Elas arregaçaram as mangas e mudaram o status quo. Polêmicas, revolucionárias, corajosas: essas brasileiras foram ícones nas suas áreas de atuação e merecem ser relembradas.

Separamos três brasileiras icônicas que você precisa conhecer,  mulheres que fizeram ou fazem parte de nossa história. Você sabia que, uma índia, uma bruxa e uma escrava fizeram grande revoluções na história em nosso país? O Brasil, como em todo o mundo, as mulheres mostraram para que vieram, não deixaram quieto, mostraram que somos muitas e podemos modificar o mundo ao nosso redor.

 

Sônia Guajajara da Terra Indígena de Araribóia, no Maranhão, desde muito cedo entendeu que precisava lutar contra o anonimato, contra a invisibilidade dos povos indígenas. Com voz suave, mas pronta para guerra, tem voz no Conselho de Direitos Humanos da Organização das Nações Unidas e já levou denúncias às Conferências Mundiais do Clima (COP) e ao Parlamento Europeu.

Em 2017, Alicia Keys, artista engajada com diversas causas sociais, cedeu seu espaço no palco principal do Rock in Rio para que a líder indígena Sônia Guajajara discursasse pela demarcação de terras na Amazônia. No dia 3 de fevereiro de 2018, Sônia Guajajara foi lançada como pré-candidata a vice-presidente da república , tornando-se a primeira pré-candidata de origem indígena à presidência da república. Sônia é o exemplo de perseverança e representatividade por onde passa.

Dandara dos Palmares lutou contra o sistema escravocrata e se tornou um dos maiores nomes da resistência quilombola do país no século 17. Foi esposa de Zumbi dos palmares, cuja a morte inspirou o dia da consciência negra e liderou a parte feminina do exercito dos palmares.

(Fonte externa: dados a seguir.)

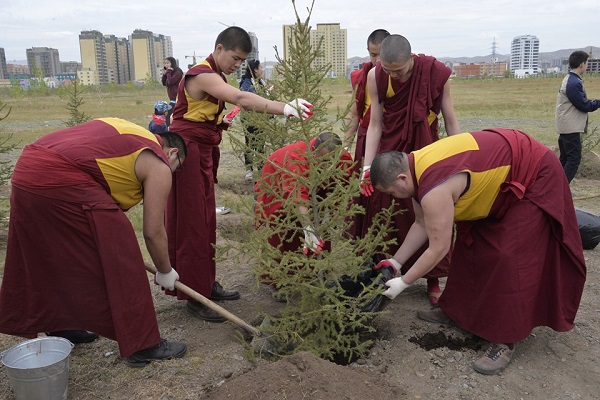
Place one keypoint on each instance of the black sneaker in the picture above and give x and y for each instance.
(165, 350)
(218, 293)
(75, 336)
(201, 311)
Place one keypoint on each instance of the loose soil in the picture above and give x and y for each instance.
(411, 359)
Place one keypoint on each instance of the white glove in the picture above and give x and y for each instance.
(298, 108)
(311, 241)
(366, 187)
(167, 281)
(396, 286)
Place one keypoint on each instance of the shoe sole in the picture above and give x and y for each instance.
(143, 363)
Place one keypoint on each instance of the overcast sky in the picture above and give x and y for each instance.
(440, 28)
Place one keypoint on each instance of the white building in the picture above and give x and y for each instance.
(525, 54)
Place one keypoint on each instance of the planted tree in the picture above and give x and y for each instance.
(333, 296)
(75, 100)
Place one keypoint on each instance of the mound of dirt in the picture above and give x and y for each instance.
(304, 375)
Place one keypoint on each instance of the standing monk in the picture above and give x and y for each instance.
(73, 263)
(407, 92)
(360, 113)
(518, 260)
(198, 117)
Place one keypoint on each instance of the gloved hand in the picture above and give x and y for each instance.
(366, 187)
(167, 281)
(390, 262)
(396, 286)
(298, 108)
(312, 242)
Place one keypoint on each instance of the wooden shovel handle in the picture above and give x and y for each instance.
(213, 306)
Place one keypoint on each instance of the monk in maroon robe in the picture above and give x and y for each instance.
(518, 259)
(408, 91)
(73, 261)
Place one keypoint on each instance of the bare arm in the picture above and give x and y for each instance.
(155, 176)
(211, 84)
(435, 218)
(450, 121)
(374, 130)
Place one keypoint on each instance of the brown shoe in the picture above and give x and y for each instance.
(495, 359)
(219, 293)
(435, 315)
(201, 311)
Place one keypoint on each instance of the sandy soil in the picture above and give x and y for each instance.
(411, 359)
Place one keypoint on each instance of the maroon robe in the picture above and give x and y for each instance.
(405, 127)
(523, 265)
(73, 260)
(191, 215)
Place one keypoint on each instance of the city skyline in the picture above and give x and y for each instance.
(468, 29)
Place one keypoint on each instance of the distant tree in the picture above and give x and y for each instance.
(74, 95)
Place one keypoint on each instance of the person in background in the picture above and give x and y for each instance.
(572, 108)
(360, 113)
(254, 142)
(171, 77)
(198, 117)
(158, 124)
(518, 260)
(407, 93)
(85, 274)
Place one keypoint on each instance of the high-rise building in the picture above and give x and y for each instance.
(92, 47)
(333, 47)
(3, 68)
(524, 55)
(143, 55)
(44, 58)
(117, 59)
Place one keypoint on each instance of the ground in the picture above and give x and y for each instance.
(411, 359)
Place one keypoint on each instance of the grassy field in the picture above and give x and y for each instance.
(525, 104)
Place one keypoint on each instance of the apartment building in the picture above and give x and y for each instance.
(525, 55)
(94, 67)
(44, 58)
(333, 42)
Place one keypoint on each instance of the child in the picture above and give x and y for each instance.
(159, 119)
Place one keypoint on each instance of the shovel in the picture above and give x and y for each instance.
(215, 307)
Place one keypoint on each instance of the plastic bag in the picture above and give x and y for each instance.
(589, 228)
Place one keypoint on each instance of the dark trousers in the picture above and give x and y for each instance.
(569, 145)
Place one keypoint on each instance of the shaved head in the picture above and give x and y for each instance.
(395, 48)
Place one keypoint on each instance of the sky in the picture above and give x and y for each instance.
(465, 28)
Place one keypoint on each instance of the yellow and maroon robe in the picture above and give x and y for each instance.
(410, 122)
(73, 260)
(518, 260)
(191, 216)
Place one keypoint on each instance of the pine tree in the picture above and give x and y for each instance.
(74, 94)
(320, 315)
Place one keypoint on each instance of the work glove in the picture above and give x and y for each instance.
(311, 241)
(366, 187)
(298, 108)
(396, 286)
(390, 262)
(167, 281)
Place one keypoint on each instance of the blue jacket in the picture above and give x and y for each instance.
(573, 106)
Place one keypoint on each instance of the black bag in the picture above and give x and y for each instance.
(589, 228)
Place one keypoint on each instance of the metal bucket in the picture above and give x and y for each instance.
(39, 368)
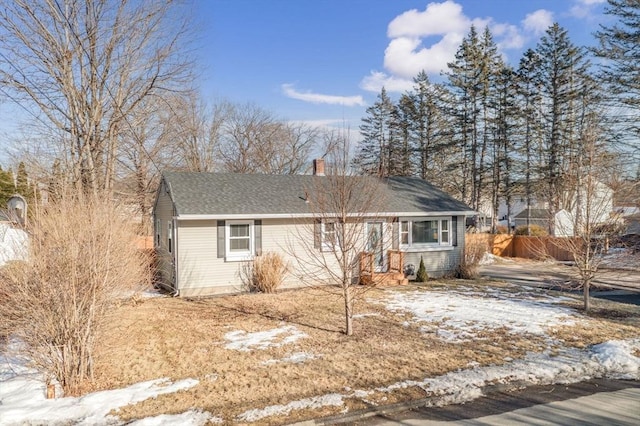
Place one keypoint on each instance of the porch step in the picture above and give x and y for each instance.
(385, 279)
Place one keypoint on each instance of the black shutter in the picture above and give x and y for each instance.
(454, 230)
(317, 234)
(221, 238)
(395, 235)
(257, 229)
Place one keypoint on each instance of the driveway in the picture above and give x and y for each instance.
(559, 275)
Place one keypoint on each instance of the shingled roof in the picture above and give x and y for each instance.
(256, 195)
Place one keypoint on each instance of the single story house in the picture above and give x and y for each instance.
(208, 225)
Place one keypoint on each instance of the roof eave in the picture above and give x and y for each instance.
(315, 215)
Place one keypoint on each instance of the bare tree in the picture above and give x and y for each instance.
(145, 150)
(84, 67)
(196, 130)
(588, 224)
(345, 224)
(82, 258)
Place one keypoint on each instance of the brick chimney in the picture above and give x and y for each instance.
(318, 167)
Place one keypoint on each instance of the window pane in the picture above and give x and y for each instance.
(239, 230)
(444, 236)
(240, 244)
(425, 232)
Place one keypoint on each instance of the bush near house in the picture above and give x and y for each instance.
(266, 273)
(474, 251)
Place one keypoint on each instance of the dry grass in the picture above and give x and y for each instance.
(180, 338)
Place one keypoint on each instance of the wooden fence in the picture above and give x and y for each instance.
(521, 246)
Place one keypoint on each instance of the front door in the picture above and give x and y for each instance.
(375, 243)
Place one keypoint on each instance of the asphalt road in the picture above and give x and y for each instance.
(596, 402)
(613, 284)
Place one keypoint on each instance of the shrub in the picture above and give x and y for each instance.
(266, 273)
(536, 231)
(421, 275)
(474, 251)
(82, 258)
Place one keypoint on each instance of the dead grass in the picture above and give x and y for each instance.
(180, 338)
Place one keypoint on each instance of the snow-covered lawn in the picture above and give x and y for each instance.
(463, 314)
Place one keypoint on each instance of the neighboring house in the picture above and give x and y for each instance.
(208, 225)
(598, 210)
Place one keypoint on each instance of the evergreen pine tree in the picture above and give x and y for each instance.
(561, 78)
(376, 152)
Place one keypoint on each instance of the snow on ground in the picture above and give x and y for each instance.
(620, 258)
(460, 315)
(294, 358)
(188, 418)
(611, 359)
(333, 399)
(240, 340)
(490, 259)
(13, 244)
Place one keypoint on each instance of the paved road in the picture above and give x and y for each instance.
(557, 274)
(597, 402)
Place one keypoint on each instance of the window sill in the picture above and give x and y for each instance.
(416, 249)
(241, 257)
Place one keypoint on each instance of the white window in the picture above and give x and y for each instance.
(420, 233)
(328, 235)
(239, 240)
(158, 232)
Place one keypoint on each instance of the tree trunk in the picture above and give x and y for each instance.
(587, 300)
(348, 310)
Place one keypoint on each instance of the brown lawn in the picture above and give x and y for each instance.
(178, 338)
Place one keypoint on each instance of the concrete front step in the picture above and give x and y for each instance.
(385, 279)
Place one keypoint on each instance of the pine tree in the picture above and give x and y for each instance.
(472, 79)
(529, 135)
(428, 129)
(561, 78)
(376, 153)
(620, 70)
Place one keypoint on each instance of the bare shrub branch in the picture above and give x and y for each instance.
(82, 258)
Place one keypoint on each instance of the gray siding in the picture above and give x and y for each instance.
(163, 212)
(443, 261)
(202, 272)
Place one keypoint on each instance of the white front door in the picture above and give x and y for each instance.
(375, 244)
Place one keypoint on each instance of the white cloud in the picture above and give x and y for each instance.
(509, 36)
(443, 25)
(317, 98)
(437, 19)
(537, 22)
(405, 57)
(582, 8)
(375, 81)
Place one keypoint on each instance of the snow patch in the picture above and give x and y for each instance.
(14, 244)
(188, 418)
(332, 399)
(617, 356)
(294, 358)
(461, 316)
(240, 340)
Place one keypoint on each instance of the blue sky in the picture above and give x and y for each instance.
(325, 61)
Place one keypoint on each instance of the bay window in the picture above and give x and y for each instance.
(425, 233)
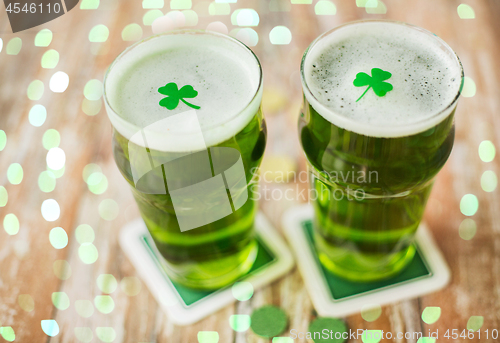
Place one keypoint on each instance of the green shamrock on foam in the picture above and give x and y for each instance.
(376, 81)
(174, 95)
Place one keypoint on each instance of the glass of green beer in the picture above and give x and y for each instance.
(188, 136)
(376, 127)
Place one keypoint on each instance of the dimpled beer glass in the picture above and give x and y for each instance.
(188, 131)
(376, 127)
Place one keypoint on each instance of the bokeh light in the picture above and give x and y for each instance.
(59, 82)
(465, 12)
(242, 291)
(51, 139)
(4, 196)
(104, 304)
(84, 308)
(14, 46)
(26, 302)
(43, 38)
(99, 34)
(431, 314)
(325, 7)
(88, 253)
(108, 209)
(35, 90)
(11, 224)
(37, 115)
(50, 59)
(50, 210)
(84, 234)
(15, 173)
(280, 35)
(60, 300)
(469, 204)
(47, 181)
(487, 151)
(105, 334)
(489, 181)
(50, 327)
(131, 33)
(58, 238)
(467, 229)
(61, 269)
(107, 283)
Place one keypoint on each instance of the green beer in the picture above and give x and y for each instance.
(188, 151)
(375, 143)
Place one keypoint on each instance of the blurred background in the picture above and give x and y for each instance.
(63, 276)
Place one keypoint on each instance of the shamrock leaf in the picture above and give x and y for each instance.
(174, 95)
(376, 82)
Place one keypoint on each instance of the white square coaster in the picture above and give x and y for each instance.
(185, 306)
(333, 296)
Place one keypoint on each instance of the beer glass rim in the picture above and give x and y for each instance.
(392, 131)
(131, 127)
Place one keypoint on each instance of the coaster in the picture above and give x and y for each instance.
(333, 296)
(184, 305)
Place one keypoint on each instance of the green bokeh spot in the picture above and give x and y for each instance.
(50, 59)
(104, 304)
(84, 234)
(152, 4)
(371, 336)
(208, 337)
(280, 35)
(469, 205)
(151, 16)
(105, 334)
(4, 196)
(132, 32)
(88, 253)
(330, 324)
(7, 333)
(84, 308)
(84, 334)
(35, 90)
(14, 46)
(58, 238)
(99, 34)
(11, 224)
(43, 38)
(3, 139)
(239, 322)
(487, 151)
(107, 283)
(47, 181)
(91, 107)
(180, 4)
(60, 300)
(89, 4)
(325, 7)
(268, 321)
(15, 173)
(475, 323)
(430, 315)
(51, 139)
(37, 115)
(50, 327)
(465, 12)
(489, 181)
(108, 209)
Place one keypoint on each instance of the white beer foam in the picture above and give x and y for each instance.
(225, 74)
(426, 78)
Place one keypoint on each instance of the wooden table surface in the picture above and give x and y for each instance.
(27, 276)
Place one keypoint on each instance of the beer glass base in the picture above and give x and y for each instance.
(214, 274)
(351, 268)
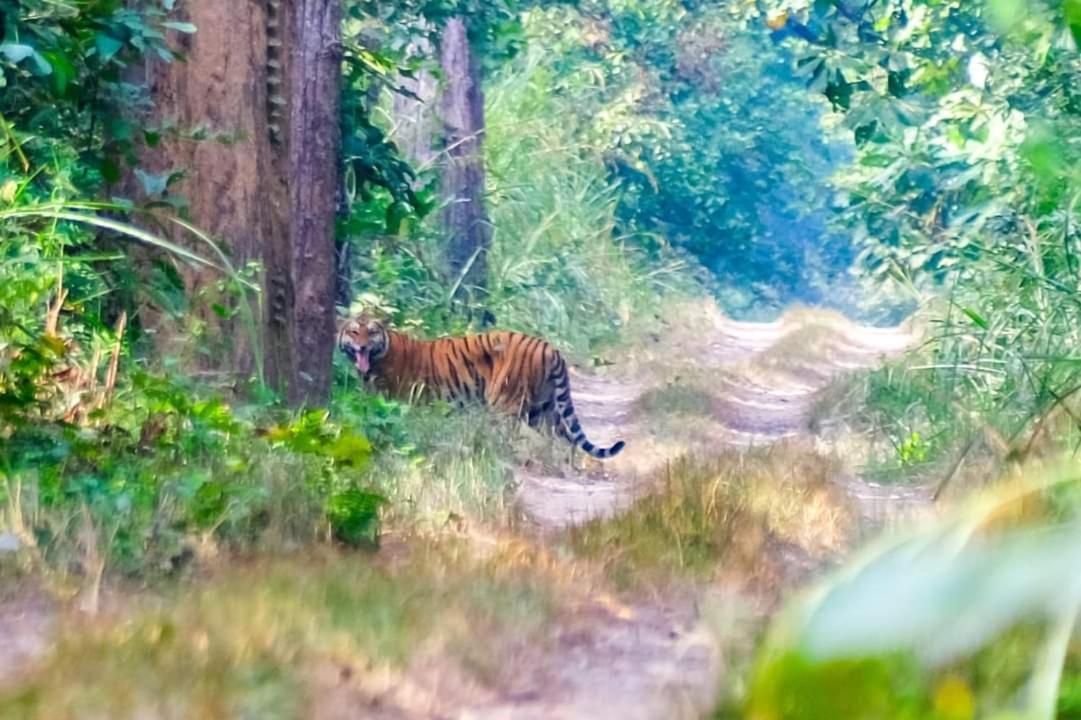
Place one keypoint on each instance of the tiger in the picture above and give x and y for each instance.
(510, 372)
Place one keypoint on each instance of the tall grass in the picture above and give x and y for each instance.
(558, 266)
(1000, 373)
(974, 615)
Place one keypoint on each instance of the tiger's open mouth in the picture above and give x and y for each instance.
(360, 359)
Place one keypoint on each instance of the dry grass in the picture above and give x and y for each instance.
(738, 516)
(258, 641)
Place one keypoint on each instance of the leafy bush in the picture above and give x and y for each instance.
(971, 614)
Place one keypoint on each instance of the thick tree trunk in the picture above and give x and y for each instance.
(465, 220)
(221, 89)
(315, 146)
(266, 74)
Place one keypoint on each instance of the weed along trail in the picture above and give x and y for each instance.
(704, 386)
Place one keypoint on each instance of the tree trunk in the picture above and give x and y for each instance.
(219, 89)
(465, 220)
(267, 75)
(315, 148)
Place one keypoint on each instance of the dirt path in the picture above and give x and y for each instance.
(649, 660)
(654, 663)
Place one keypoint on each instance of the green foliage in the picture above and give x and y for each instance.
(970, 613)
(715, 144)
(158, 466)
(964, 188)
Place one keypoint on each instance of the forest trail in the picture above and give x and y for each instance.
(658, 663)
(640, 656)
(768, 377)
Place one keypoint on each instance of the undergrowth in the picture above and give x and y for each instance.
(722, 517)
(254, 641)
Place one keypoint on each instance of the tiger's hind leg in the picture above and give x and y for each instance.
(561, 431)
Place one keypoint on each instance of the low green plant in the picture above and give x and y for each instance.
(261, 640)
(971, 616)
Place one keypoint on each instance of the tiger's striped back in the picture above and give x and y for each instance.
(510, 372)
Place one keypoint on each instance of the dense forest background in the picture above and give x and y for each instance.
(194, 192)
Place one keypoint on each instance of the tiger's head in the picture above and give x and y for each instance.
(363, 340)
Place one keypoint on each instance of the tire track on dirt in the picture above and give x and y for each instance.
(769, 376)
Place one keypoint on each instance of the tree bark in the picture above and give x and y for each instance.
(221, 90)
(266, 74)
(465, 218)
(315, 147)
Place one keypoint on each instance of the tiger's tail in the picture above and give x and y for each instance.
(566, 421)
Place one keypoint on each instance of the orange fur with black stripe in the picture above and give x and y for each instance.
(509, 372)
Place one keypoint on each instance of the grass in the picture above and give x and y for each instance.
(254, 641)
(723, 517)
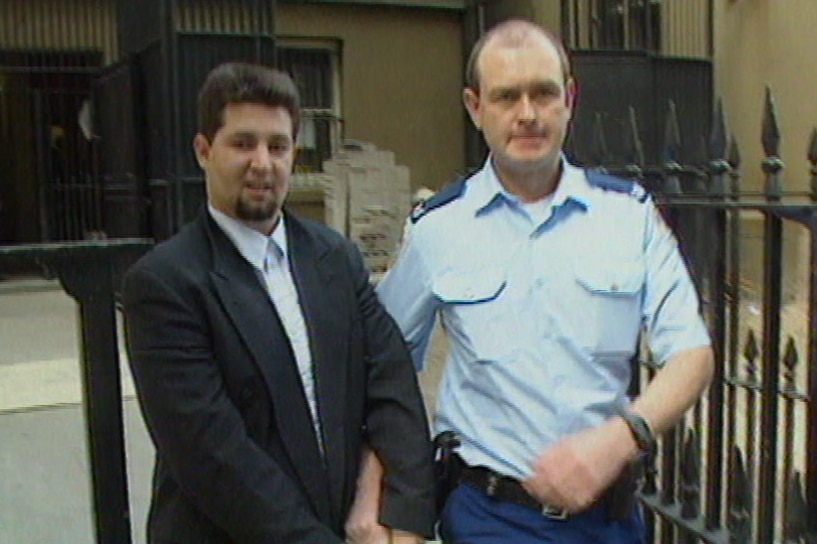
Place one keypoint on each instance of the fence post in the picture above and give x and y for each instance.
(89, 272)
(719, 170)
(772, 298)
(739, 520)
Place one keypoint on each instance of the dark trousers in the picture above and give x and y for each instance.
(472, 517)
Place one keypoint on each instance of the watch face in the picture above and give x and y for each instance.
(641, 432)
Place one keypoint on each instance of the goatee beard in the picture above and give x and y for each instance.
(256, 212)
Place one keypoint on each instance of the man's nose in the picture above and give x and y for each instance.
(527, 109)
(261, 158)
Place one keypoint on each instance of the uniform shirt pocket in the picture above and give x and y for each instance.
(614, 295)
(476, 309)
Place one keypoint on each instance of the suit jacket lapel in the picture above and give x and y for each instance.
(253, 315)
(327, 318)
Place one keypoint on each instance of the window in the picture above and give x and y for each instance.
(314, 67)
(627, 24)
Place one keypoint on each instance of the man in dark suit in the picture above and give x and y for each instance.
(263, 361)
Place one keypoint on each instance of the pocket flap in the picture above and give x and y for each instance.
(469, 286)
(613, 278)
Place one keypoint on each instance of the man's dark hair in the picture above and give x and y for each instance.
(514, 32)
(241, 83)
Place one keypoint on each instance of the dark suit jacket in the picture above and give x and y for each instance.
(237, 458)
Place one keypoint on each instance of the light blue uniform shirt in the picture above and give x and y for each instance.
(543, 310)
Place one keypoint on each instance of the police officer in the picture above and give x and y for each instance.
(544, 276)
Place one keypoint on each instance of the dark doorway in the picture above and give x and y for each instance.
(48, 190)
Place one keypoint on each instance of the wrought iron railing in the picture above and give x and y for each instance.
(742, 466)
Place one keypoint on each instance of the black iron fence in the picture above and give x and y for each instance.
(742, 466)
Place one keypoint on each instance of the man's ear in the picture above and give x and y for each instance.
(201, 146)
(571, 94)
(471, 100)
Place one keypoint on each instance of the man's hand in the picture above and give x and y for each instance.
(576, 470)
(362, 526)
(402, 537)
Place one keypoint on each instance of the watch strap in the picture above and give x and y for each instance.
(644, 437)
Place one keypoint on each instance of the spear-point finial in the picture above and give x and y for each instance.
(733, 155)
(717, 139)
(672, 135)
(600, 151)
(812, 148)
(770, 134)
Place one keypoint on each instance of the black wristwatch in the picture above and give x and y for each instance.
(641, 432)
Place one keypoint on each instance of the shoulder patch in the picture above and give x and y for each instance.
(616, 184)
(447, 194)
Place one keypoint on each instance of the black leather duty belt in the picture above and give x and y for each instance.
(504, 488)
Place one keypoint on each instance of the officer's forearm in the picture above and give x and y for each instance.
(675, 388)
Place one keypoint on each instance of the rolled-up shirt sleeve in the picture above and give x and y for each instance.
(671, 304)
(406, 293)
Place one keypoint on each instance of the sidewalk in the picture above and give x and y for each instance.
(45, 494)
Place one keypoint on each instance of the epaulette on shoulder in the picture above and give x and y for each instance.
(618, 185)
(447, 194)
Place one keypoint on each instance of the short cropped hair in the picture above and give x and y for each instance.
(514, 32)
(242, 83)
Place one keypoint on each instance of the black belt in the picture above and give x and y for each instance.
(505, 488)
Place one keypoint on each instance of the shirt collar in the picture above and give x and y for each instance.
(486, 192)
(251, 244)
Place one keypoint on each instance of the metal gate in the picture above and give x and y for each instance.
(742, 467)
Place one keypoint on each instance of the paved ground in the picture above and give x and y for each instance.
(44, 478)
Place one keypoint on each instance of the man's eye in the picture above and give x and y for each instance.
(279, 147)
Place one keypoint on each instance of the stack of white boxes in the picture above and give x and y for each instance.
(369, 202)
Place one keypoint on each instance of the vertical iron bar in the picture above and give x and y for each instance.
(773, 255)
(810, 475)
(788, 392)
(564, 24)
(103, 413)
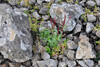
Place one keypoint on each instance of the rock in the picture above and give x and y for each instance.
(70, 36)
(99, 62)
(84, 50)
(4, 65)
(62, 64)
(71, 63)
(81, 63)
(90, 63)
(13, 2)
(91, 18)
(90, 3)
(98, 2)
(70, 54)
(82, 36)
(49, 0)
(89, 27)
(40, 1)
(36, 15)
(71, 44)
(32, 2)
(45, 25)
(98, 33)
(43, 10)
(67, 11)
(16, 40)
(14, 64)
(76, 39)
(45, 56)
(47, 63)
(77, 28)
(45, 17)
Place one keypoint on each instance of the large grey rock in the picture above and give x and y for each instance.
(98, 33)
(59, 11)
(13, 2)
(89, 27)
(43, 10)
(15, 37)
(90, 63)
(81, 63)
(71, 63)
(90, 3)
(36, 15)
(84, 50)
(71, 45)
(47, 63)
(62, 64)
(77, 28)
(98, 2)
(91, 18)
(45, 56)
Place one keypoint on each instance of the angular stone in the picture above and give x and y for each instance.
(98, 33)
(90, 63)
(67, 11)
(47, 63)
(71, 45)
(62, 64)
(89, 27)
(91, 18)
(98, 2)
(36, 15)
(77, 28)
(90, 3)
(84, 50)
(16, 40)
(45, 56)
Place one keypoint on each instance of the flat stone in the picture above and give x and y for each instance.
(98, 33)
(16, 40)
(71, 45)
(91, 18)
(67, 11)
(45, 56)
(47, 63)
(89, 27)
(62, 64)
(90, 3)
(77, 28)
(36, 15)
(84, 50)
(98, 2)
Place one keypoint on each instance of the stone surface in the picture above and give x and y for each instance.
(98, 2)
(32, 2)
(81, 63)
(71, 63)
(43, 10)
(47, 63)
(91, 18)
(71, 45)
(77, 28)
(36, 15)
(45, 56)
(62, 64)
(90, 63)
(84, 50)
(90, 3)
(13, 2)
(89, 27)
(98, 33)
(70, 54)
(15, 42)
(67, 11)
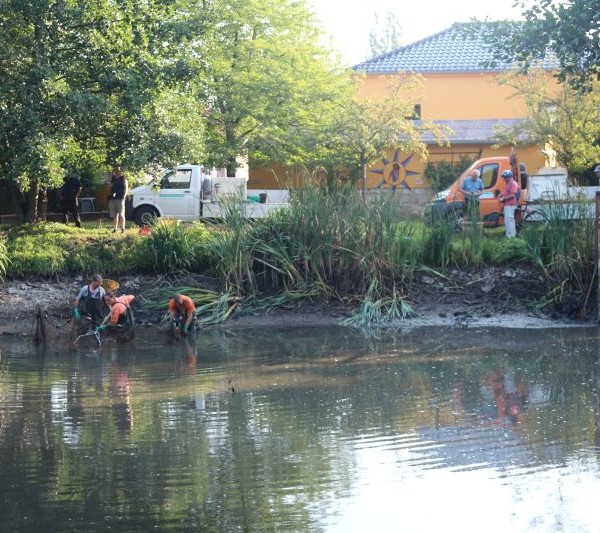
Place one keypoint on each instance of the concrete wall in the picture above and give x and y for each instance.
(412, 203)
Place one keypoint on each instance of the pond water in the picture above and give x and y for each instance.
(304, 429)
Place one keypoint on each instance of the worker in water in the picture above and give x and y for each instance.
(182, 314)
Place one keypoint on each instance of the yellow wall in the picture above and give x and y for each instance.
(456, 96)
(443, 96)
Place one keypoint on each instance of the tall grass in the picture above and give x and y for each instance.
(437, 247)
(4, 259)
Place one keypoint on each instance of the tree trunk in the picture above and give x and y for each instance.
(32, 201)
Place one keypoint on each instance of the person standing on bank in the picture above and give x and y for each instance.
(69, 194)
(182, 313)
(89, 300)
(508, 197)
(472, 187)
(116, 199)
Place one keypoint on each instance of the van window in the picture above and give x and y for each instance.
(177, 179)
(489, 174)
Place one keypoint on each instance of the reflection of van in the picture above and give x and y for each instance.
(452, 201)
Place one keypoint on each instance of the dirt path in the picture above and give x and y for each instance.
(504, 297)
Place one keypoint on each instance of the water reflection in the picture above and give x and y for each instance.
(304, 429)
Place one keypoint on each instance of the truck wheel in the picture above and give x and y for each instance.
(146, 216)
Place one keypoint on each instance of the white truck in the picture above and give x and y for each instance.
(191, 192)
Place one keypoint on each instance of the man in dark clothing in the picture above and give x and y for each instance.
(116, 199)
(69, 193)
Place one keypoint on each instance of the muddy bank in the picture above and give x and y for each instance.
(503, 297)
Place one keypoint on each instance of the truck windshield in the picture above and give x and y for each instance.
(177, 179)
(489, 174)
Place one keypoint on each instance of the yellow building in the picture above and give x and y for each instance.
(460, 90)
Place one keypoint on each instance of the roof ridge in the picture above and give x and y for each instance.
(454, 49)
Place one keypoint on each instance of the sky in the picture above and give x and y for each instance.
(348, 22)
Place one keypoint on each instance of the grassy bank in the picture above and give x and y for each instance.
(327, 245)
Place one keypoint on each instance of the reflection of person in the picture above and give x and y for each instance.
(122, 400)
(69, 194)
(181, 312)
(509, 395)
(116, 199)
(89, 299)
(508, 197)
(472, 187)
(392, 178)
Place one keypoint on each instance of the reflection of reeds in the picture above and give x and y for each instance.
(168, 248)
(438, 242)
(4, 260)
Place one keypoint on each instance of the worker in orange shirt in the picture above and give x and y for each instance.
(119, 307)
(182, 312)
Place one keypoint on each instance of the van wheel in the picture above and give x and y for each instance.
(146, 216)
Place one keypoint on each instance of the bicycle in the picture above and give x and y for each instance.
(523, 216)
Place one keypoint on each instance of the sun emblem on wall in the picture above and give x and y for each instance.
(394, 172)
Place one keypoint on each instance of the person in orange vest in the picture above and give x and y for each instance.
(508, 197)
(119, 310)
(182, 312)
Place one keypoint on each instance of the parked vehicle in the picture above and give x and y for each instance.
(549, 196)
(451, 202)
(544, 195)
(191, 192)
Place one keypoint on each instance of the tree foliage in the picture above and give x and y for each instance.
(570, 31)
(385, 34)
(79, 79)
(364, 129)
(560, 117)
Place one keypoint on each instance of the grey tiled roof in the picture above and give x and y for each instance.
(451, 50)
(473, 131)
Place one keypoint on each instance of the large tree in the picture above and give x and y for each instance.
(79, 79)
(385, 34)
(266, 83)
(558, 116)
(569, 31)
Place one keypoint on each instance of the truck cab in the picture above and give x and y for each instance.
(452, 202)
(193, 192)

Descrita como uma heroína, Dandara dominava técnicas da capoeira. Lutou ao lado de homens e mulheres nas muitas batalhas consequentes a ataques a Palmares, estabelecido no século XVII na Serra da Barriga,  atual estado de Alagoas. Não se sabe se Dandara nasceu no Brasil ou no continente africano, mas teria se juntado ainda menina ao grupo de negros que desafiaram o sistema colonial escravista por quase um século. Ela participava também da elaboração das estratégias de resistência do quilombo.

Mima Renard foi uma mulher franco-brasileira, que morreu queimada em uma fogueira no ano de 1692, na vila de São Paulo. Acabou se tornando um dos mais conhecidos nomes durante o período de caça às bruxas no Brasil.
Renard deixou a França e chegou ao Brasil com seu marido René. Acredita-se que seu marido tenha sido assassinado por um homem que estava interessado em sua esposa, visto que ela era uma mulher muito bela. Viúva, ela teve que começar a se prostituir para viver. Foi nesse momento que os boatos começaram. Outras mulheres passaram a dizer que Renard fazia feitiços para atrair os homens. Quando dois de seus clientes, casados, começaram uma briga que resultou na morte de um deles, a prostituta foi denunciada ao padre da paróquia local, acusada de bruxaria e feitiçaria. Ela morreu no ano de 1692, executada em uma fogueira pública em São Paulo.
Todas essas mulheres, construíram um legado, uma liberdade, uma história, para que todas as mulheres de hoje possam tornar seu voto válido, ser ouvida mesmo quando são “insignificantes” marcadas por tragédias ou não.
Todas são brancas, negras, amarelas, ruivas, líderes, suaves, tem o poder do ensinamento e principalmente, mostraram que sem uma mulher não há vida.